The first comprehensive history of the Mason-Dixon Line, the borderland that encapsulated the American story of rivalry and settler-colonial violence, slavery and audacious growth.
The United States is the product of border dynamics-not international frontiers, but the boundary that runs through its first heartland. The story of the Mason-Dixon Line is the story of America's colonial beginnings, nation building, and conflict over slavery.
Master historian Edward Gray offers the first comprehensive narrative of the Mason-Dixon Line. Formalized in 1767, the line resolved a generations-old dispute that began with the establishment of Pennsylvania in 1681. Rivalry with the Calverts of Maryland-complicated by struggles with Dutch settlers in Delaware, breakneck agricultural development, and the resistance of Lenape and Susquehannock natives-led to contentious jurisdictional ambiguity, full-scale battles among the colonists, and ethnic slaughter.

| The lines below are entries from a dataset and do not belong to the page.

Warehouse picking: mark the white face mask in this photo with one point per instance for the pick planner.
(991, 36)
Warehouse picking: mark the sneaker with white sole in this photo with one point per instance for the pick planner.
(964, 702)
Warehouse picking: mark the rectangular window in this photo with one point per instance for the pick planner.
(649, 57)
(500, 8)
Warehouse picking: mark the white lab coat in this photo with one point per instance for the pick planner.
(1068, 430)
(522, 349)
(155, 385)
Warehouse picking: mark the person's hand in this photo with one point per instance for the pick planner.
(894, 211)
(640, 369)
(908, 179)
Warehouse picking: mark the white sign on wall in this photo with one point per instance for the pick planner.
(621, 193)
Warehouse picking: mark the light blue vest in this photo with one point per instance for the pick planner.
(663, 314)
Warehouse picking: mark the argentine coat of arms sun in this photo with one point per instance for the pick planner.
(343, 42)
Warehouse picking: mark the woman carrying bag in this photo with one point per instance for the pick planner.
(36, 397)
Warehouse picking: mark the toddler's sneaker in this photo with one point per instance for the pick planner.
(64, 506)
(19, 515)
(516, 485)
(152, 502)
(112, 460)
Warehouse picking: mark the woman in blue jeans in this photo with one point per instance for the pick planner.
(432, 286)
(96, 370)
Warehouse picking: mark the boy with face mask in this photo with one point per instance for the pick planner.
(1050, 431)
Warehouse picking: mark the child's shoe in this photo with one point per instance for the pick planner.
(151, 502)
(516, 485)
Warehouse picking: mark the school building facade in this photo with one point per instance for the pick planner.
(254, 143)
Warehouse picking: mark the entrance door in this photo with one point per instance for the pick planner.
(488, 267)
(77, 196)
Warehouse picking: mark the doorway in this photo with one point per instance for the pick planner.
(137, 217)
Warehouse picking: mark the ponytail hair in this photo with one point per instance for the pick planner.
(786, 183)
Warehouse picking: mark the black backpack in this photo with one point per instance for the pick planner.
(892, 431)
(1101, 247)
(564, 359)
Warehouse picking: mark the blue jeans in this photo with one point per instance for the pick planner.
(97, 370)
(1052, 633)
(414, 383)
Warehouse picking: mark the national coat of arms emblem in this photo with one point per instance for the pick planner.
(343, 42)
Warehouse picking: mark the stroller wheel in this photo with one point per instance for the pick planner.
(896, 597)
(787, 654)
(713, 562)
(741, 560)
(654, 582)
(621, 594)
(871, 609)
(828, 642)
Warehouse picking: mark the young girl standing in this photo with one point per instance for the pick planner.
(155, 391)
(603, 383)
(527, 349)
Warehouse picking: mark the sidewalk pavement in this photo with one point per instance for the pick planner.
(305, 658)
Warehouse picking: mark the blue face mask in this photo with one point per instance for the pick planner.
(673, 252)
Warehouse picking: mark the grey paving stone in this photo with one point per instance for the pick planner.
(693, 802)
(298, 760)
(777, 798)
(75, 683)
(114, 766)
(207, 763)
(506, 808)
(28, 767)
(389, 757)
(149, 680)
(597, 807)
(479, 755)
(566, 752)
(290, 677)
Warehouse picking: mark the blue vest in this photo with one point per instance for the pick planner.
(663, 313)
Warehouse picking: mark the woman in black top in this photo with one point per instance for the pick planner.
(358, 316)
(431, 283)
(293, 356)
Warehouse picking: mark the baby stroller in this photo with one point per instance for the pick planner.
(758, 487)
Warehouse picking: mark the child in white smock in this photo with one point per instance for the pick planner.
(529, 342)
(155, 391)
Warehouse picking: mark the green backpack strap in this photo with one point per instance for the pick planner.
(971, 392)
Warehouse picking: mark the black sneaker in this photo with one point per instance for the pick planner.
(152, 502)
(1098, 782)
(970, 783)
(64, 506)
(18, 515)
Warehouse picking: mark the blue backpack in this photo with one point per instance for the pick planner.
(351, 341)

Then, in 1780, Pennsylvania's Act for the Gradual Abolition of Slavery inaugurated the next phase in the line's history. Proslavery and antislavery sentiments had long coexisted in the Maryland-Pennsylvania borderlands, but now African Americans-enslaved and free-faced a boundary between distinct legal regimes. With the passage of the Fugitive Slave Act in 1850, the Mason-Dixon Line became a federal instrument to arrest the northward flow of freedom-seeking Blacks. Only with the end of the Civil War did the line's significance fade, though it continued to haunt African Americans as Jim Crow took hold.
Mason-Dixon features a dramatic parade of colonial grandees, Native American diplomats, Quaker abolitionists, fugitives from slavery, capitalist railroad and canal builders, US presidents, Supreme Court justices, and Underground Railroad conductors-all contending with the relentless violence and political discord of a borderland that has proven a generative force in American history.